Saturday, November 08, 2008

Marketing lessons: Go and find the hook

The other day one of my collegues in office, (we are both in marketing), was talking to one of the customers who was hardcore north indian in English. Somehow it looked so artificial, so dry,  felt as if nothing was coming out of inside, it all seemed  painted from outside. My collegue himself is very fluent in Hindi and I kept telling him that the best way when talking to customers is to talk in the language that they understand best.  If you dont know the language, try to use atleast some phrases that you might have picked up from somewhere, or atleast learn some of the phrases in different languages. Or if that does not work possible, you could always talk about the festivals, that you might thing that person might be celebrating, it could be Pongal, Ed or deepawali. It would be tourist places near the customers destination, or could be food or anything. 

I remember sometime back, I had a conference call with some guys in New Zealand, it was the time when some interesting cricket match going on between India and Australia. And I was asking them about what they thought, and it sparked out with a small snippet of conversation, and this guy was remarking how it always pleased him if Tendulkar made century against Australia.  And it did make rest of the conversation little lighter. Atleast it always ensures that the customer will not shout at you. Somehow it lightens up the whole thing. 

Nothing works better than trying to find some hook, with which you can connect and relate to the customer. I really think it goes a long way in building relationships.
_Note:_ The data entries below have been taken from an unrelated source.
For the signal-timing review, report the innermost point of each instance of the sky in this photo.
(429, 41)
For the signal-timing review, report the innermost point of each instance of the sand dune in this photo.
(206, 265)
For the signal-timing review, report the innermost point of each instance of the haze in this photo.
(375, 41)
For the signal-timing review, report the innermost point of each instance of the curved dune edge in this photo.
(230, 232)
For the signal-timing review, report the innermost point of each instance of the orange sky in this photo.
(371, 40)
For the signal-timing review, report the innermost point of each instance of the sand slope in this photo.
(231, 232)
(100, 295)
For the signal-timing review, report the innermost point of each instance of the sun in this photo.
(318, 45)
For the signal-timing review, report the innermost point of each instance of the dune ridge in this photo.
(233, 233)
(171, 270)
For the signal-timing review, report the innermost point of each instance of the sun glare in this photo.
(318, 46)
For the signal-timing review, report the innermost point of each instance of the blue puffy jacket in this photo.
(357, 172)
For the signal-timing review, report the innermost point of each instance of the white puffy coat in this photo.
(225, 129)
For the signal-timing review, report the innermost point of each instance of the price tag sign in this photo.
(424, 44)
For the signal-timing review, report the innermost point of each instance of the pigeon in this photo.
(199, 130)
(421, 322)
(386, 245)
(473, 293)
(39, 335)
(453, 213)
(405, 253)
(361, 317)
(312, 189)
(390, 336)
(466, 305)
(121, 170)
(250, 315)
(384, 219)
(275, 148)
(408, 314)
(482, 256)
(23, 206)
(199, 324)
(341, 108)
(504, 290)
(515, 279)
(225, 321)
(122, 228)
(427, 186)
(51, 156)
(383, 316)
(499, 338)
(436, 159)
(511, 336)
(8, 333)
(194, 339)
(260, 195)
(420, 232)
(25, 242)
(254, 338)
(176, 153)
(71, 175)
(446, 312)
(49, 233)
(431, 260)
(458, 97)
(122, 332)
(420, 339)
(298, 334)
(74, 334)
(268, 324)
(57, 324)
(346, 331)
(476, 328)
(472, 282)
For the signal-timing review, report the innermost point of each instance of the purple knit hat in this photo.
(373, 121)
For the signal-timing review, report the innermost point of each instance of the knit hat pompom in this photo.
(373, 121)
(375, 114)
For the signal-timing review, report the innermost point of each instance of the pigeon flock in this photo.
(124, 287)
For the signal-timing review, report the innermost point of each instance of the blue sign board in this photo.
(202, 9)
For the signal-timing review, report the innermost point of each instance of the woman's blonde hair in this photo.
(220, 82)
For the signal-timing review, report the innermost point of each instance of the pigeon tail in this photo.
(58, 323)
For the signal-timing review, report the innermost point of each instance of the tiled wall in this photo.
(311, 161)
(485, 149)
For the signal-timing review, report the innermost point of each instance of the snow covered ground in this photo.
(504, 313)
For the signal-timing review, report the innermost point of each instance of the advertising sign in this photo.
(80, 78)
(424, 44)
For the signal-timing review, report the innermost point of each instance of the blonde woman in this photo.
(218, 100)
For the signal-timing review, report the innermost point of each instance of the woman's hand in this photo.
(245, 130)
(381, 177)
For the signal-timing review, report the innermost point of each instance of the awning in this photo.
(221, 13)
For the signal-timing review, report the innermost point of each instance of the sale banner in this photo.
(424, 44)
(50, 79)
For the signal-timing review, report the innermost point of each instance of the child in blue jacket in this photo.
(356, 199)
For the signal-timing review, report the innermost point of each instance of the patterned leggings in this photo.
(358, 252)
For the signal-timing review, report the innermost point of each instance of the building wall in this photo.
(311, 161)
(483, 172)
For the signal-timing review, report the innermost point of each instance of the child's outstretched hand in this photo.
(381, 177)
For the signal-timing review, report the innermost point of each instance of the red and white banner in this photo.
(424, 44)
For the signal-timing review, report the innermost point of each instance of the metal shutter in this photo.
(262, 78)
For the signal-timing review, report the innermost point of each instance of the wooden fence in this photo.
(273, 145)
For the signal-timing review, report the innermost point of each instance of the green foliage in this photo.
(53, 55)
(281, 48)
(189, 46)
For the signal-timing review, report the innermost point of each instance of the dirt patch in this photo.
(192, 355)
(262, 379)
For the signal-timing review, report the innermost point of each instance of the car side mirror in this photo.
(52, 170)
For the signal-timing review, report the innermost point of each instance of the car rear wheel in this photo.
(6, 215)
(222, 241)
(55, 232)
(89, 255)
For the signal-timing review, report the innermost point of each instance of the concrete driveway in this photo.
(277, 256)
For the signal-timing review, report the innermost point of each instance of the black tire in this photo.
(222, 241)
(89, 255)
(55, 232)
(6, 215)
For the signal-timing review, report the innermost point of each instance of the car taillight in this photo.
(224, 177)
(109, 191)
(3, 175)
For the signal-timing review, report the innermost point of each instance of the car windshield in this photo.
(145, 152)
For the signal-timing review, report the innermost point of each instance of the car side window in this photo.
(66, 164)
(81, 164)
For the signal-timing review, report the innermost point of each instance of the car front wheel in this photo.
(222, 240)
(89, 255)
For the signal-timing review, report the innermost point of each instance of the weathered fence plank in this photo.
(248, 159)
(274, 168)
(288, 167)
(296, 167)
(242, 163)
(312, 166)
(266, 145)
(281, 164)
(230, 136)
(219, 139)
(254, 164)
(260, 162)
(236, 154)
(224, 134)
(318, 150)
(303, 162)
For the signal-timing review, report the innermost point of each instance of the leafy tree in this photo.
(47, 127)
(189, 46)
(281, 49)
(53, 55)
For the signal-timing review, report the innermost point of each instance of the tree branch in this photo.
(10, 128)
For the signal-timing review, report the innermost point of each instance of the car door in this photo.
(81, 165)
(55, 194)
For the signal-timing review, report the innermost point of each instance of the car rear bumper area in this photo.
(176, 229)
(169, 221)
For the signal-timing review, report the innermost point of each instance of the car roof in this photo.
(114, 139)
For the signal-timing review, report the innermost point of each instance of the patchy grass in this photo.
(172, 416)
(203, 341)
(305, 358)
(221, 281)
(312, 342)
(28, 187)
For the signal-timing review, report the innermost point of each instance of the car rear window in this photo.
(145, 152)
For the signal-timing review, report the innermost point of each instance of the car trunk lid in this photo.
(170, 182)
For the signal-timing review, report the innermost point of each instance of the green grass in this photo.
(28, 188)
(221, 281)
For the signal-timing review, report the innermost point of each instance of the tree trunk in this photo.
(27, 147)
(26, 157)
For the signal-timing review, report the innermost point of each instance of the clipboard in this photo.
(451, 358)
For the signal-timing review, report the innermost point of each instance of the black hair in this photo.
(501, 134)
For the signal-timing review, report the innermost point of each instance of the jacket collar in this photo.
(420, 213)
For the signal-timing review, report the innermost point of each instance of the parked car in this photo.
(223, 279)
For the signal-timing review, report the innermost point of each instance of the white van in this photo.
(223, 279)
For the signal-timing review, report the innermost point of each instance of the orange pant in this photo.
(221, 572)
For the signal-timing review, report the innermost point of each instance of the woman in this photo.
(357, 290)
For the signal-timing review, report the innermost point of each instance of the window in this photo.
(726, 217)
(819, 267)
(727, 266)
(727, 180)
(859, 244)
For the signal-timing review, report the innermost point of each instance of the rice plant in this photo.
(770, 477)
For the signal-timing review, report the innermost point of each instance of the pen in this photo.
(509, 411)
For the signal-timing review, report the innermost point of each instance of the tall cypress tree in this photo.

Most importantly it makes the conversation more interesting.  

I dont know how it works for other relationships, but trust me it definately works for marketing.

So go and find the hook... :)

1 comment:

brocasarea said...

absolutely true!!!

this reminds me of a chapter which i had read long back in a Dale carnegie book-
Whenever Theodore Roosevelt[Us presd] expected a visitor, he
sat up late the night before, reading up on the subject in
which he knew his guest was particularly interested.